SNS3Guppy

It wasn't a grammatical error, though perhaps the use of "Whereas" would have made the point more clear.

I don't think any reply indicated that quick corrective action isn't required; if one doesn't use rudder, the airplane may depart the runway. Depending on the point at which the takeoff is continued or rejected, decisive action is required to meet the necessary calculated performance. If one experiences the engine failure prior to or near V1 and rejects, no delay should be had in executing the rejected takeoff. Timely use of braking, speed brakes, reverse, etc, are very important (though the stopping distance isn't predicated on reverse). If one continues, then decisively continuing, rather than hesitating or diverting one's attention is also required. The engine loss on takeoff profile doesn't allow one to be a spectator; a potentially dangerous situation has already developed. Proper action is required to prevent it from becoming any worse.

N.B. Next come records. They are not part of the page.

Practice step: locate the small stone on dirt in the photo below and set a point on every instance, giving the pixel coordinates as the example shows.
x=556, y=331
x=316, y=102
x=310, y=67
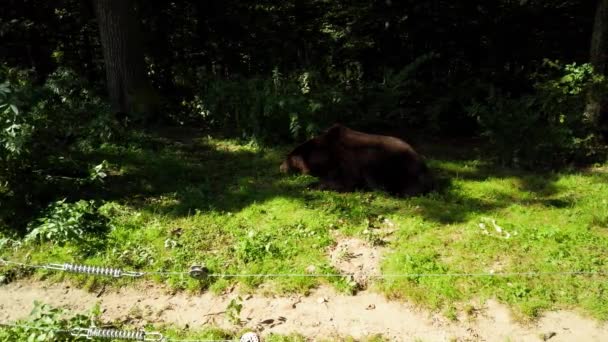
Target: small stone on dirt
x=549, y=335
x=311, y=269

Yes, the folks at Boeing and Airbus (and Embraer and McDonnel Douglas, etc) are clever. More clever than or as clever as the rest of us, anyway.

If the engine fails at V1, there's no angle of attack to reduce. If it fails with the nose already in the air, one doesn't do a thing; one pitches through the rotation, albeit slower than normal, and flies off at and maintains V2.

Increasing thrust sets the takeoff calculations out of balance. The takeoff numbers, specifically V1, Vr, and V2 are predicated on the preplanned power numbers. If these are altered, the numbers are invalidated. When we calculate takeoff power, we do so with an engine failure in mind. Increasing power increases the assymetrical thrust imbalance, and one may find one's self short of rudder. No need to reduce angle of attack or increase thrust. The airplane has adequate climb performance after takeoff, as calculated in advance, to meet the obstacle climb gradient criteria and escape mother earth. This only applies to transport-category aircraft, of course.

When I review the takeoff data, I look at the power setting and the criteria that were used to determine it. I look at the preplanned pitch angle. We have a 10 degree limit on rotation; above that we risk a tail strike, so if we reach 10 degrees and it's not off the ground, we've probably rotated too quickly, and we hold it there until it comes off. My takeoff calculations also include a target pitch atttitude after takeoff; this pitch attitude should hold my target V2 speed with an engine out. With all engines operating, I should be pitching a little more than the target, but the calculations are always planned with an engine-loss during the takeoff at some point.

If the airplane isn't accelerating at all, if it's not going to fly, then something more than a powerplant failure may be occurring, and one may have no choice but to reject the takeoff.

We train for engine failures before V1, and after V1. When the failure occurs after V1 isn't significant; our concern is whether we're going to reject the takeoff, or continue. Continuing is safest, but if a failure occurs shortly before V1 is called, we may have insufficient runway or ability to accelerate to Vr or V2, and therefore the takeoff is rejected. Whether an engine failure occurs at V1 or at Vr isn't really a concern; so long as we know the decision to continue the takeoff is happening, it's all the same, really.

There really isn't a "both," because it's the same situation. An engine failure after V1.

Yes, we do practice and train for engine failures at various times during the takeoff, including various times before V1, and various times after V1. If it's before V1, it's a rejected takeoff, and if it's after V1 and the airplane is still capable of going flying, then it's a continued takeoff, with no significance between the engine failing at V1 or at VR, or any time thereafter.